From Wikipedia, the free encyclopedia
Jump to: navigation, search
First edition
Author Graham Swift
Country United Kingdom
Language English
Publisher Allen Lane (UK)
Washington Sq. (US)
Publication date
1981 (UK), 1985 (US)
Media type Print & audio
Pages 224
ISBN 0-7139-1413-0

Shuttlecock is Graham Swift's critically acclaimed[1] second novel, a psychological thriller[2] published in 1981 by Allen Lane.[3] It won the Geoffrey Faber Memorial Prize in 1983,[4] and is said to be the best of his earlier novels.[5] It was not published in the US until 1985, after the success of Waterland.[6]

Plot introduction[edit]

The story concerns Prentis, senior clerk in the 'dead crimes' department of the police archives in London, who is becoming increasingly frustrated and confused by the work he is being given by his enigmatic boss Quinn; he discovers crucial files are missing and suspects they are being deliberately withheld by Quinn. At home, Prentis is alienated from his wife and children and is obsessed about uncovering the truth about the wartime exploits of his father, who was a spy (codenamed 'Shuttlecock') behind enemy lines. His father published his memoirs but is now the inmate of a mental hospital following a breakdown in which he lost the ability to speak. As the story unfolds, Prentis suspects there may be links between Quinn's behaviour and his father's breakdown.
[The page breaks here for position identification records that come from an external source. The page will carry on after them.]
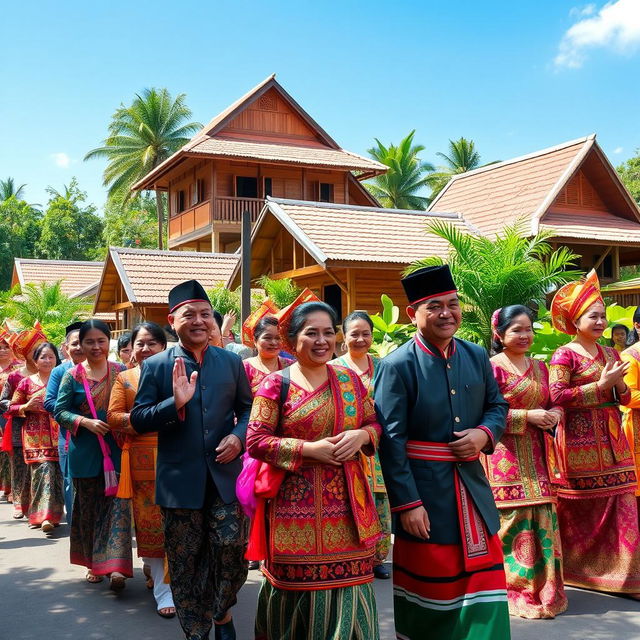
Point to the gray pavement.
(43, 597)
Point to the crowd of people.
(502, 478)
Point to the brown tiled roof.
(362, 234)
(310, 156)
(148, 275)
(75, 276)
(597, 226)
(519, 189)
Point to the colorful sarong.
(100, 529)
(47, 502)
(533, 561)
(601, 544)
(347, 613)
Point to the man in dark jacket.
(439, 406)
(198, 400)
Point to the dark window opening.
(246, 187)
(333, 297)
(326, 192)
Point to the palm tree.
(142, 136)
(398, 188)
(462, 157)
(8, 189)
(47, 304)
(493, 273)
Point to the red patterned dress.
(322, 525)
(597, 510)
(518, 471)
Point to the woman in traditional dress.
(357, 329)
(8, 364)
(23, 345)
(519, 474)
(40, 441)
(138, 475)
(310, 424)
(631, 408)
(597, 509)
(101, 525)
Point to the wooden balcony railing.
(226, 210)
(230, 209)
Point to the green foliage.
(132, 223)
(71, 230)
(388, 334)
(47, 304)
(399, 187)
(461, 157)
(281, 292)
(19, 234)
(141, 136)
(629, 173)
(493, 273)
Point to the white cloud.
(61, 159)
(616, 26)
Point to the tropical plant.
(47, 304)
(388, 334)
(141, 136)
(400, 186)
(461, 157)
(71, 230)
(8, 189)
(493, 273)
(281, 292)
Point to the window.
(180, 201)
(246, 187)
(326, 192)
(333, 297)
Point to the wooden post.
(246, 265)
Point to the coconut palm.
(8, 188)
(47, 304)
(493, 273)
(399, 187)
(141, 136)
(462, 156)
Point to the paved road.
(43, 597)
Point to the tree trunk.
(160, 210)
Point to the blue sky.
(513, 76)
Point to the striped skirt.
(432, 591)
(347, 613)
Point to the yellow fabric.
(572, 300)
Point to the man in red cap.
(439, 406)
(198, 399)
Quotes taken from back cover of 1997 Picador edition:

  • 'An astonishing study of forms of guilt, laced with a thread of detection, and puckering now and then into outrageous humour' - Sunday Times
  • 'A superbly written claustrophobic account of power that corrupts private and public life and of guilt that becomes obsession' - Daily Telegraph

Film adaptation[edit]

Main article: Shuttlecock (film)

In 1991 the novel was made into a film starring Alan Bates and Lambert Wilson.